Warning: This circuit operates at potentially lethal 220V AC mains voltage. The circuit should be built and used only by people who know hot to safely work with such dangerous voltages and how to built the circuit so that it is safe to use.

## General circuit operation

Solid-state light dimmers work by varying the "duty cycle" (on/off time) of the full AC voltage that is applied to the lights being controlled. For example, if the voltage is applied for only half of each AC cycle, the light bulb will appear to be much less bright than when it get the full AC voltage, because it get's less power to heat the filament. Solid-state dimmers use the brightness knob setting to determine at what point in each voltage cycle to switch the light on and off.

The exact time when the triac is triggered relative to the zero crossings of the AC power is used to determine the power level to the light bulb. When the the triac is triggered it keeps conducting until the current passing though it goes to zero (exactly at the next zero crossing if the load is purely resistive, like light bulb). By changing the phase at which you trigger the triac you change the duty cycle and therefore the brightness of the light.

## Circuit diagram

The circuit contains a variable resistance that consists of R1 + PT1 in paralle with R2 + RV2. This variable resistance together with capacitors C1 and C2 form a delay from the mains zero crossing to the firing point of the diac. DIAC is a bidirectional trigger diode that conducts current only after its breakdown voltage (typically around 30V) has been exceeded momentarily. The larger the variable resistance feeding the capacitors, the longer it takes for the voltage across the capacitor to rise to the point where the DIAC fires turning on the triac TH1. The circuit is calibated in such way that first PT1 is turned to highest resistance values. The value of RV2 is turned in such position that the desired minumum brightness of the light bulb is reached. After this calibration the PT1 can be used to freely control the light bulb brightness at the desired control range form the maximum brightness to set minumum.
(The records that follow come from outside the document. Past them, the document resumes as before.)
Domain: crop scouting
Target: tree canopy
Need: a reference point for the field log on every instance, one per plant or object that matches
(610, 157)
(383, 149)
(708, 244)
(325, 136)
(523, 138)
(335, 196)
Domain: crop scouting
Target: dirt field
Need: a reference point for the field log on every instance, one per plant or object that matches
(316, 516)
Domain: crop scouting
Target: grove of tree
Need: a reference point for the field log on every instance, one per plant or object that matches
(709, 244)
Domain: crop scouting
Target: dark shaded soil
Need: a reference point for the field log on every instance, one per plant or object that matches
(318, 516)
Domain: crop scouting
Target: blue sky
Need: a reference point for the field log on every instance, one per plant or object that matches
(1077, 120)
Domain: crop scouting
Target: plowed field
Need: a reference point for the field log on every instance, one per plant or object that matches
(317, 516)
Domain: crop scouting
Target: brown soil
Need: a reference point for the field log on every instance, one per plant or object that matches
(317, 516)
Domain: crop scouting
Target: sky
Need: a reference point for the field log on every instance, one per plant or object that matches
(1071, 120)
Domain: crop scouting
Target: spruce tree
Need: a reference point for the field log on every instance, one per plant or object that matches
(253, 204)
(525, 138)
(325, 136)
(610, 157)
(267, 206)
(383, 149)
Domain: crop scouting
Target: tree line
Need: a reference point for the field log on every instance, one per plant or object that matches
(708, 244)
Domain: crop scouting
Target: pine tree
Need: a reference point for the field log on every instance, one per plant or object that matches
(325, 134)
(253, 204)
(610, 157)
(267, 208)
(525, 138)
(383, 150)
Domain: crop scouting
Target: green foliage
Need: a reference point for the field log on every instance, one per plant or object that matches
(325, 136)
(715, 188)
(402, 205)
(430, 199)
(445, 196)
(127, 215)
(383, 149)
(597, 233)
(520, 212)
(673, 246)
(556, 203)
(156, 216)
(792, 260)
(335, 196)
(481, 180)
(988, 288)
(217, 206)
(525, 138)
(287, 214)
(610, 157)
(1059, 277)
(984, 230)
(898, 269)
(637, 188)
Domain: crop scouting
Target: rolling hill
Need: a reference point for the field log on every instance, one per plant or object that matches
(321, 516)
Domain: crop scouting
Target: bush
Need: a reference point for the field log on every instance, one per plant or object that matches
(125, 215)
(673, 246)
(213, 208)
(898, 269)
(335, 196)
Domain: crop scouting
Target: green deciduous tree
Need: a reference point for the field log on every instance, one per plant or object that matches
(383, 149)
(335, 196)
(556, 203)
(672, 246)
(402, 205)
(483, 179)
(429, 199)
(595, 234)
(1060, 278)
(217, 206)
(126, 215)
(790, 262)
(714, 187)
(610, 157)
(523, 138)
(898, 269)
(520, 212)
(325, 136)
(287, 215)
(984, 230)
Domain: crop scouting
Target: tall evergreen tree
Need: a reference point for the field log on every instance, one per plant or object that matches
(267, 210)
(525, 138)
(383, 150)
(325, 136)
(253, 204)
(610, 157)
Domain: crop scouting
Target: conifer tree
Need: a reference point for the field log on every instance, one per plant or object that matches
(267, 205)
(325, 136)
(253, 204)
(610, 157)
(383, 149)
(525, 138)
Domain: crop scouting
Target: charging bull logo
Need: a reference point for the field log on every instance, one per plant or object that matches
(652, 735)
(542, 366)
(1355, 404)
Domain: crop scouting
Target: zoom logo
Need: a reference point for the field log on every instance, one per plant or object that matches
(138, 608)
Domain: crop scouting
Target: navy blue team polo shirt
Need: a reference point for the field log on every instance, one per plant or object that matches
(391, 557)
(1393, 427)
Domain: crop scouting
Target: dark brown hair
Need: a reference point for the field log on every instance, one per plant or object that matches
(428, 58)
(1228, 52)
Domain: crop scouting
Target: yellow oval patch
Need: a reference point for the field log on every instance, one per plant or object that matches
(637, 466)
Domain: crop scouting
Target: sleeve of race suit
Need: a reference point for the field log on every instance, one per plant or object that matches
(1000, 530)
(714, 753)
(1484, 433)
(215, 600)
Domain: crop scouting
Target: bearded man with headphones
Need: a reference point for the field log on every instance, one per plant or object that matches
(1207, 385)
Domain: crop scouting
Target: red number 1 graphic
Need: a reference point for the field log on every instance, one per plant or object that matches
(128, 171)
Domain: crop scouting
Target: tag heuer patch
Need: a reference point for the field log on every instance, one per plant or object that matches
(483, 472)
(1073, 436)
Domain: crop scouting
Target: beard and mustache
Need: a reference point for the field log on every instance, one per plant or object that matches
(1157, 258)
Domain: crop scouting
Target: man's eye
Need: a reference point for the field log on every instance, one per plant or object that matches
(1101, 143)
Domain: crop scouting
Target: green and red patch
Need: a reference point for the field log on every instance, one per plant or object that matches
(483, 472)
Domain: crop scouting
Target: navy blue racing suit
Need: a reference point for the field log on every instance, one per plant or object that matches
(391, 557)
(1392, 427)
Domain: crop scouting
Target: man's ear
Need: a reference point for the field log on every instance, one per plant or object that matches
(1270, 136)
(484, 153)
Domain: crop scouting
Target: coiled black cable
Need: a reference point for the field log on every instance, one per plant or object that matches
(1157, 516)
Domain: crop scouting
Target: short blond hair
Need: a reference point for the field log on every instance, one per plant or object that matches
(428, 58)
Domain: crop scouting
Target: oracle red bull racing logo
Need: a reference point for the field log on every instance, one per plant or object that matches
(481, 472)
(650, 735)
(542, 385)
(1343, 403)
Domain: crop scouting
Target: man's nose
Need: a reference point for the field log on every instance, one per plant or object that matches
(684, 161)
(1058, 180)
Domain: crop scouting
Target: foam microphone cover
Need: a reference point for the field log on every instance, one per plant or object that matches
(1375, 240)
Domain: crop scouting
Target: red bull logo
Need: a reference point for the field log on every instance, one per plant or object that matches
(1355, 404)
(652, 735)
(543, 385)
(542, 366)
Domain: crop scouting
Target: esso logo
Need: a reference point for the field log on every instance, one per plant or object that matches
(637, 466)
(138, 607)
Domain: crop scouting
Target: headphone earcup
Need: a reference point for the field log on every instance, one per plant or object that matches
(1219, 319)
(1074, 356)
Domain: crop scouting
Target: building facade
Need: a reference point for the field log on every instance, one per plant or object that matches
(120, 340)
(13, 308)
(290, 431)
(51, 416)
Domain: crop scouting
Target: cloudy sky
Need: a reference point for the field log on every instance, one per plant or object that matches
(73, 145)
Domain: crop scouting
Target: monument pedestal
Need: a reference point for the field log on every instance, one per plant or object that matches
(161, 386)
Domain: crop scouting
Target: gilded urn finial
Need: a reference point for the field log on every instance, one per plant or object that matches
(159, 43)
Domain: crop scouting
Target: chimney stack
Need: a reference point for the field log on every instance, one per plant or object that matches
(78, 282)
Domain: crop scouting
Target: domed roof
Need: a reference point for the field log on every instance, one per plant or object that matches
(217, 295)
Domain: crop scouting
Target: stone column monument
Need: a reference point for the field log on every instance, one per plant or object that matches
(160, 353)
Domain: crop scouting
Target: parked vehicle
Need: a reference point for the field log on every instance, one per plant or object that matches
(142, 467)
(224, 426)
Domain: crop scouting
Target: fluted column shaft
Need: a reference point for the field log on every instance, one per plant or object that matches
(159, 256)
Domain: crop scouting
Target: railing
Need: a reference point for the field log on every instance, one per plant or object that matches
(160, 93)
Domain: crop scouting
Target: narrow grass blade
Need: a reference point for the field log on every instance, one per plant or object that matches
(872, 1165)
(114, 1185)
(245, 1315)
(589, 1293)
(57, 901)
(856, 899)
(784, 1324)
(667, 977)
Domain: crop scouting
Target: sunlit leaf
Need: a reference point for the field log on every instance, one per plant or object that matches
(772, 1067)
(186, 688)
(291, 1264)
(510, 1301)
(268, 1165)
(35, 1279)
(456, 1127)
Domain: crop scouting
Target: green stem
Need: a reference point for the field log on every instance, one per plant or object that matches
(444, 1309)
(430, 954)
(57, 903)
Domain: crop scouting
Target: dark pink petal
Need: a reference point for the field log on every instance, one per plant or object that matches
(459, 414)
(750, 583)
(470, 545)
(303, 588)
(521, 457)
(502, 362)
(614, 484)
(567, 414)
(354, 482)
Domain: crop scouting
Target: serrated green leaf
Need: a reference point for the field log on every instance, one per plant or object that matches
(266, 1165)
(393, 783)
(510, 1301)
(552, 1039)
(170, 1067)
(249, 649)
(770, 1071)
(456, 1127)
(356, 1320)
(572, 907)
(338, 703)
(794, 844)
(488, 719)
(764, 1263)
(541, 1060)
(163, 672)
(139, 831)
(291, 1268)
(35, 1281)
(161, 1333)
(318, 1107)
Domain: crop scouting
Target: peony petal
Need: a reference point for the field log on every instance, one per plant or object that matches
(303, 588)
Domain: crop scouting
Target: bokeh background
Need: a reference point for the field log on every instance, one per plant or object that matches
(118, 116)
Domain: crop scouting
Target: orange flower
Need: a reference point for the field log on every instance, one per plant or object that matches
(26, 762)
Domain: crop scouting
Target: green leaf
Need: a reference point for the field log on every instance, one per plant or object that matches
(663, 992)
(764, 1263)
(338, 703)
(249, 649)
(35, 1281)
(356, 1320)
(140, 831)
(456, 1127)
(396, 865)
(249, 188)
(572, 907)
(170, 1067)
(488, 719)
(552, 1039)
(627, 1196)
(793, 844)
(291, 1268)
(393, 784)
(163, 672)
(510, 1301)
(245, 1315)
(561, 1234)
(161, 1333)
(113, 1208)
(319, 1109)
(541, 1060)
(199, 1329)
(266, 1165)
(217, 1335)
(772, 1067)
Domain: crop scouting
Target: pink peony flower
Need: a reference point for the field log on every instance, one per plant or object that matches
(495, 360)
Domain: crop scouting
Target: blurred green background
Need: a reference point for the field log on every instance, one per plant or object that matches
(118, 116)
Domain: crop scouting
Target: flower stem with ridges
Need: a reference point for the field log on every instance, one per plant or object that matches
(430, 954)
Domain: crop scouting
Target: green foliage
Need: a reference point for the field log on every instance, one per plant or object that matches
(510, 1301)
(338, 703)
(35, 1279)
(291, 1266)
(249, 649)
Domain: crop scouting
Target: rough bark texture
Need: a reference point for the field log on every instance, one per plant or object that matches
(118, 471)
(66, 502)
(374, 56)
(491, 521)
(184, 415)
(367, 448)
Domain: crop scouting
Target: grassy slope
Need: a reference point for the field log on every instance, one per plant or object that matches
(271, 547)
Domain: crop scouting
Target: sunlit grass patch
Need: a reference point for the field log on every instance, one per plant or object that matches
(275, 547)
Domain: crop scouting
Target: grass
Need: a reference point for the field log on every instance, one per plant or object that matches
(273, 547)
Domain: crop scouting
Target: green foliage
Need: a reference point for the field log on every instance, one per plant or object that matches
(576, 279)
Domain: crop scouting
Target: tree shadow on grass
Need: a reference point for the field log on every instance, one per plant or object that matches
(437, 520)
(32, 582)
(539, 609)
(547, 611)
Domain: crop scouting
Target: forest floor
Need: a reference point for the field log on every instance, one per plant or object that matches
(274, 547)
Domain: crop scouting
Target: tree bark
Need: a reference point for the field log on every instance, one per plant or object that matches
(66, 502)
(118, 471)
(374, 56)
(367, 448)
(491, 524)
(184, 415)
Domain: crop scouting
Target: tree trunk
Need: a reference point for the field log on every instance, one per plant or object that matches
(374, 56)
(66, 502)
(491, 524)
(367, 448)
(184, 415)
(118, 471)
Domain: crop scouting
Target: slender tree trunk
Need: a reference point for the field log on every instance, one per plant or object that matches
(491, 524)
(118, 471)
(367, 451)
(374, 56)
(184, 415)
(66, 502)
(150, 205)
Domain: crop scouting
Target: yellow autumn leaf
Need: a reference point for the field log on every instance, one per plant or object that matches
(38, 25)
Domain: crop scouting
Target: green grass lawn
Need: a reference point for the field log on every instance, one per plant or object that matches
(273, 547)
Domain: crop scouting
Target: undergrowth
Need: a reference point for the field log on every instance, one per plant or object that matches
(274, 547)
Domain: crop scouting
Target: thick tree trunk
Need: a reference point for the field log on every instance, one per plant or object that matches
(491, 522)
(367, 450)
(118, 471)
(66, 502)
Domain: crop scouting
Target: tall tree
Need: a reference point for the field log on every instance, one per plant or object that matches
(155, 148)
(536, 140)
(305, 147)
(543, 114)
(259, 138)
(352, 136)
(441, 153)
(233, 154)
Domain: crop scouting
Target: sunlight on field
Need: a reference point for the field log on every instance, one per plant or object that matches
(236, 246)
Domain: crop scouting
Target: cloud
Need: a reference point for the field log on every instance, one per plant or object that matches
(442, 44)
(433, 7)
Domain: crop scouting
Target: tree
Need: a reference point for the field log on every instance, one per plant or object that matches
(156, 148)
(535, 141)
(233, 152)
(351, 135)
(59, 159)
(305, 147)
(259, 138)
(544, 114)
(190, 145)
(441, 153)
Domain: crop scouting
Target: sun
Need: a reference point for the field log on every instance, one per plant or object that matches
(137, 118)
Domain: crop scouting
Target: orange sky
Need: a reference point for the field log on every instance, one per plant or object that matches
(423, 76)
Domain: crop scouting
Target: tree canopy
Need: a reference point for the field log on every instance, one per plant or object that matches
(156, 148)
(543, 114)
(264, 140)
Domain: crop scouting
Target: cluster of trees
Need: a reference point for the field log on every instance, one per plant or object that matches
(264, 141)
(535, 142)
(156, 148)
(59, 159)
Capacitor C1 and inductor L1 make a simple radio frequency interference filter. Without it the circuit would generate quite much interference because firing of the triac in the middle of the AC phase causes fast rising current surges. The triac BT139 used in the circuit is rated for 16A continuous current when properly cooled with a large heat sink. The maximum current is less with less cooling. The components R4 and C4 for a RC nubber network that protects TRIAC from spurious triggering.